Friday, September 12, 2008

Book #69

Narcissus in Chains
by Laurell K. Hamilton


It is too perfect that this book, which I am writing about after I finished the next book about how our minds find patterns and order in chaos and random chance, about how we ascribe meaning to meaningless coincidences often perceived only in hindsight, should be #69 on my list. Or is it too Beavis and Butthead of me to notice that?

So here it finally is, ten books (My god, I can't believe I've already read ten of these! When did I start reading them, June? July? Ridiculous.) into the series and the dreaded moment has come: Anita has gained the ardeur. Anita decided in the last book to make up for the psychic wounds she gave herself, Jean-Claude, and Richard when she broke off their connection and stopped seeing both of them, and so in this book, the triumvirate go through the step of "marrying the marks," allowing their auras to intermingle and fill the holes made by their connection and separation. But in the process, Anita gains Jean-Claude's ability to gain power through lust and sex, and with it she gains his need to do so every single day. Oh yeah, and Anita also gets into the middle of a were squabble, and one of her wereleopard accidentally wounds her, maybe turning her into a wereleopard for real, so we have that thread running through the book as well. Oh, and she finds a new lover, a werelopard king named Micah who is instantly and intimately connected to her by their shared place at the head of their respective wereleopard pards. And then there's the conflict between the werewolves and the wereleopards, when Richard blames Gregory for infecting Anita and maybe killing her -- and, much worse though he won't admit it, ending his secret guilty fantasy that maybe someday he could make Anita a werewolf and have her be his perfect mate -- and has the pack sentence Gregory to torture and death, a sentence that sticks even after Richard finds out that Anita is not dead because Richard has allowed the pack to become a pseudo-democracy, and he has new enemies that are trying to take over the pack from him and are using this to undermine his authority. Until Anita comes to get her leopard back. Oh right, and Anita and Richard finally end it completely, when they have sex, she feeds off of his lust, and he pitches a hissy-fit about her being more monstrous than he could ever be, and even worse, she is comfortable with the monsters in a way he will never be, and so he dumps her. Finally. And of course, there's the invasion of the werehyenas, an unknown but suddenly powerful faction in the shifter world, who get attacked by a remarkably nasty bad guy, the panwere Chimera, who tries to use the werehyenas as a stepping stone to taking over all of the shifters in the city, and maybe eventually the world.
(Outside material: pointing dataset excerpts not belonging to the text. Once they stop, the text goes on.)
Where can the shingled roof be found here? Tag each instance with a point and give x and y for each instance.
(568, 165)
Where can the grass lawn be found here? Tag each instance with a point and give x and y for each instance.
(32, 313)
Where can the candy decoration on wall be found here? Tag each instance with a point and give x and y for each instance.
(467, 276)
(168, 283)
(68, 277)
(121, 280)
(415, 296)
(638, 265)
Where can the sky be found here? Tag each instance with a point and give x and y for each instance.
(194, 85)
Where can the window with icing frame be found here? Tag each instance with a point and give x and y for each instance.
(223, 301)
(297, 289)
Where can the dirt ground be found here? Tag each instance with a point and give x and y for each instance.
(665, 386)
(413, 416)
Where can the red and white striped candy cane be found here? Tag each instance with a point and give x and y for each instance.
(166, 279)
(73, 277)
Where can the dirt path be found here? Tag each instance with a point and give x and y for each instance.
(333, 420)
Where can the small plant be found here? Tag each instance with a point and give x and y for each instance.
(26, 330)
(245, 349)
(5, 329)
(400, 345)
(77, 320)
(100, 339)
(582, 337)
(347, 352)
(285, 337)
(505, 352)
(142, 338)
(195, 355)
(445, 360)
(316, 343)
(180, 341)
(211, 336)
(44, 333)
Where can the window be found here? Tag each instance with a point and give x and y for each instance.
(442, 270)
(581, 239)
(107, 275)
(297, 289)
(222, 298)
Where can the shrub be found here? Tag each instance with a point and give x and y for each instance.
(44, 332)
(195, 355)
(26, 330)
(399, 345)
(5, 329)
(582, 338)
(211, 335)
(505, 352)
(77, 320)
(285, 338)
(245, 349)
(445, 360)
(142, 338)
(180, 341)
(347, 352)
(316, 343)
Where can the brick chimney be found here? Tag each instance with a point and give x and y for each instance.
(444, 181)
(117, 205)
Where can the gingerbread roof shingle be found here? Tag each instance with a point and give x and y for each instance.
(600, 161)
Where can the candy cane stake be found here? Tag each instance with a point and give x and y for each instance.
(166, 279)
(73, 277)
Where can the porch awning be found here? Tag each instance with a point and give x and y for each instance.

And people read this book and get upset because there's sex. And they say that the plot becomes weak at this point in the series, and it all devolves into little more than porn. Are they reading the same book I did?

I thought the sex scenes were as well done as every other graphic, visceral moment in this very graphic series. I thought the moment at the end of the shower scene, when Anita ends up crying on the floor of the shower because she thinks she has finally turned completely into a monster was incredibly poignant, and I loved the way Hamilton managed to bring Anita around to some kind of acceptance over the course of the single book. I love how this author has managed to bring Anita a step closer to monsterhood, without ever taking away her basic humanity and her core beliefs and strengths, and her intrinsic conflicts and vulnerabilities, in every single book of this series. Anita has been forced by her own values and her basic nature into becoming a radically different person, one she herself would have hated -- and yet, because she has never betrayed her basic values, has in fact given up almost everything else she held dear in order to keep to her most basic values, she can accept the new person that she has become and even like herself. I think it is amazing, and incredible fun to read. My only complaint about this book is that it was too full, as the list above implies; there were just too many things going on, and so some of the plots, particularly the title one of Narcissus and the werehyenas, got short shrift, and that was too bad. But since the book is already 650 pages long, and took me longer to read than any of the previous books have required, I can understand why the final fight with Chimera ended up shorter than I would have liked. It focused on Anita, which was really what I wanted to read about, anyway.